Der Gouverneur verfärbte sich. Ein Schwindel erfaßte ihn bei der Vorstellung, dem König solche Worte wiederholen zu müssen.

Die drei Edelmänner entfernten sich sorgenvoll.

»Närrin! Närrin, die Ihr seid!« jammerte Barbe und stürzte zum Lager ihrer Herrin. »Welche Tollheit hat Euch nur gepackt, ihnen derlei Dinge an den Kopf zu werfen! Der König hat sie doch geschickt um alles zu arrangieren! Ah, Ihr habt eine schöne Art, Eure Verzeihung zu erkaufen!«

»Horchst du an den Türen, Barbe?«

Einmal in Schwung, fuhr Barbe, von einem heiligen Zorn besessen, fort:

»Es genügt Euch also nicht, ein Wrack, ein Unglückswurm ohne Mumm in den Knochen zu sein! Euer Leben ist wie durch ein Wunder gerettet worden, und jetzt, da Ihr es habt, fällt Euch nichts Besseres ein, es wie einen Firlefanz aufs Spiel zu setzen!«

»Barbe, du hast in meiner Abwesenheit eine bestimmende Art angenommen, die mir nicht gefällt.«

»Wie hätte ich mich sonst mit unserem kleinen Charles-Henri verteidigen sollen, bei all der Gendarmerie, die dauernd kam, diesen Teufelspolizisten, die uns ausfragten, die Papiere durchwühlten und in den Schränken herumstöberten? Hinterher hat man uns in Ruhe gelassen, und es blieb uns nur noch das Warten. Glaubt Ihr, es ist lustig, so zu warten und dabei den Rosenkranz zu beten und Euch dann eines schönen Tages magerer, zerzauster und wilder als eine sträunende Katze wieder auftauchen zu sehen? Und jetzt sind die Soldaten im Park, der dicke Kapitän befiehlt unter Eurem Dach, verschlingt die Vorräte, plagt Eure Dienerinnen. Es war wohl nötig, schreien und sich verteidigen zu lernen!«

Die Heftigkeit ihrer treuen Magd bestürzte Angélique.

»Was soll ich denn tun?« murmelte sie mit schwacher Stimme.
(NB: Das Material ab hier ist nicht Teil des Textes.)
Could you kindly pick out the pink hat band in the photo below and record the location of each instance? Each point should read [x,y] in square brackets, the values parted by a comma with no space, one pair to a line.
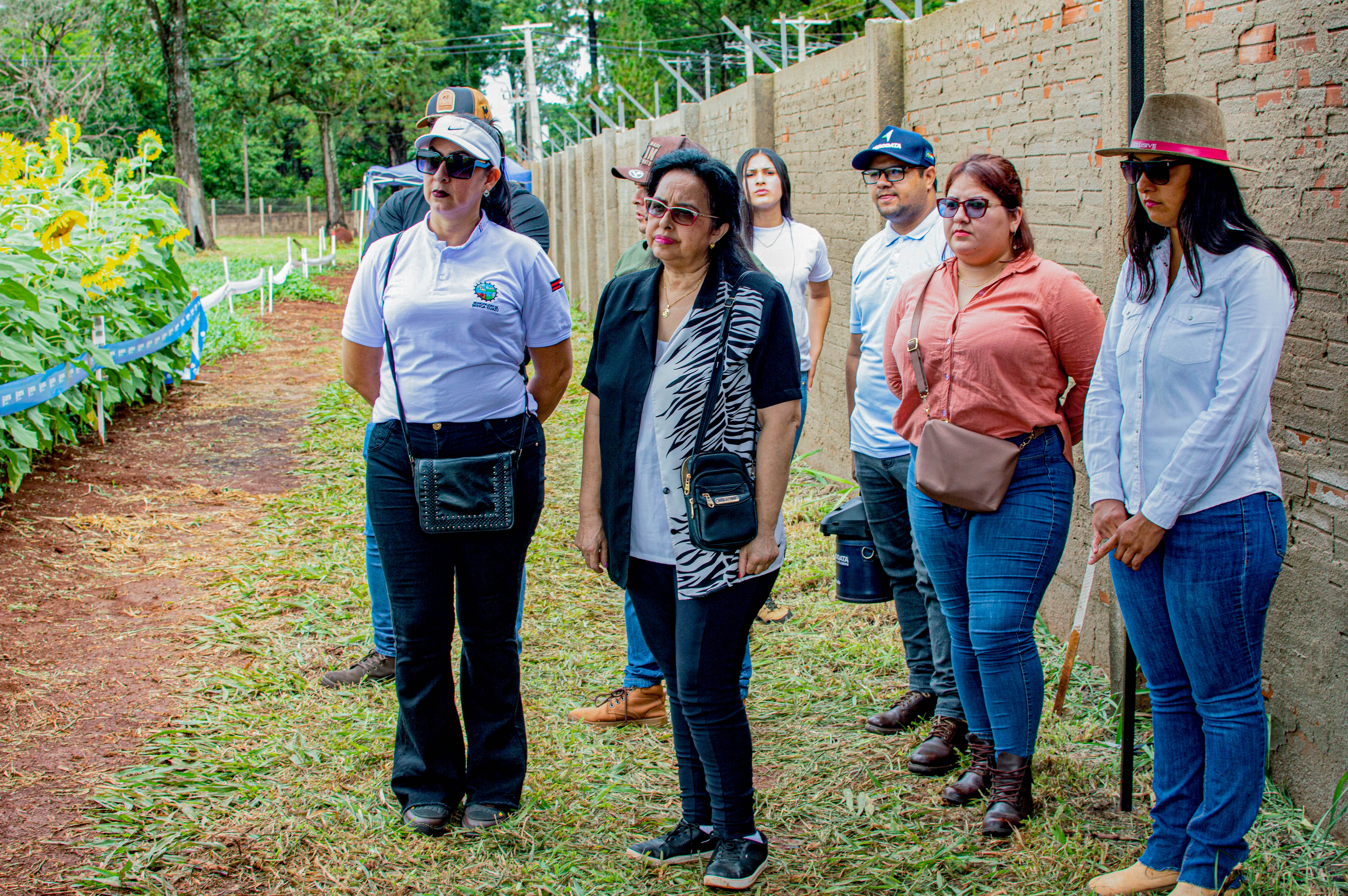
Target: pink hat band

»Geht zum König«, flüsterte Barbe, neue Hoffnung fassend. »Alles wird dann wie früher sein. Ihr werdet wieder die Mächtigste im Königreich, Euer Haus und Eure Söhne werden überall geehrt werden. Geht zum König, Madame. Kehrt nach Versailles zurück!«

Über Angélique gebeugt, beobachtete sie auf deren Gesicht Zeichen der Niederlage. Aber unter den zitternden Lidern kehrte der unversöhnliche Glanz der grünen Augen wieder.
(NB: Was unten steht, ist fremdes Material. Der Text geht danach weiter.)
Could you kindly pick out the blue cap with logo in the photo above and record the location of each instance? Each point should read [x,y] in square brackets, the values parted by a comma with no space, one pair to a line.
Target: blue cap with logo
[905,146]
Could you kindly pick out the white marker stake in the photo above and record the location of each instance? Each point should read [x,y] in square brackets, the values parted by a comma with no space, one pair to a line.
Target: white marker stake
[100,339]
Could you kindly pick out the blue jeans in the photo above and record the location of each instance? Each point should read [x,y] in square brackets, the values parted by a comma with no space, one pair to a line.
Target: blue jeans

»Du weißt nicht, wovon du sprichst, Barbe. Zum König gehen! Für dich Harmlose kann es nichts Besseres geben als bei Hof zu leben. Aber ich weiß es besser. Habe ich nicht dort gelebt? Leben bei Hof? Welcher Hohn! Dort umkommen, ja! Vor Langeweile, vor Ekel und schließlich durch das Gift einer Rivalin.«

»Der König liebt Euch. Ihr vermögt alles über ihn.«

»Er liebt mich nicht. Er will mich. Ich werde niemals dem König gehören. Es ist unmöglich. Höre, Barbe, es gibt etwas, das du nicht weißt. Der König von Frankreich ist allmächtig, aber ich bin aus dem Harem Moulay Ismaëls entflohen ... Du kannst dir nicht vorstellen, was das bedeutet. Keiner einzigen Frau ist es vor mir geglückt. Es war unmöglich, völlig undenkbar! Warum sollte ich also nicht den König von Frankreich in Schach halten können?«

»Ist das Euer Wille?«

»Ja ... ich glaube. Ich glaube, daß mir nichts anderes übrigbleibt.«

»Ah! Närrin, Närrin! Gott möge uns schützen«, schluchzte Barbe und entfloh, das Gesicht in den Händen verborgen.

Der Kapitän Montadour schmauste im großen Speisesaal des Schlosses. Angélique beobachtete ihn von der Schwelle aus. Er aß nicht, er schlang. Mit starrem Blick und gerötetem Gesicht, dessen Färbung der rötliche Schnurrbart noch unterstrich, widmete er sich der Aufgabe, eine Schüssel voller Fettammern zu leeren, die man inmitten einer stattlichen Anzahl von Töpfen vor ihn hingestellt hatte. Mit geübter Hand ergriff er die Ammern, tunkte sie genußvoll in eine Sauciere und schob sie sich ohne viel Federlesens in den aufgerissenen Mund. Er zerbiß die Knochen, saugte sie geräuschvoll ab und wischte sich die Hände an der über seiner Brust wie ein Plastron entfalteten, mit einer Ecke in einem Knopfloch verankerten Serviette.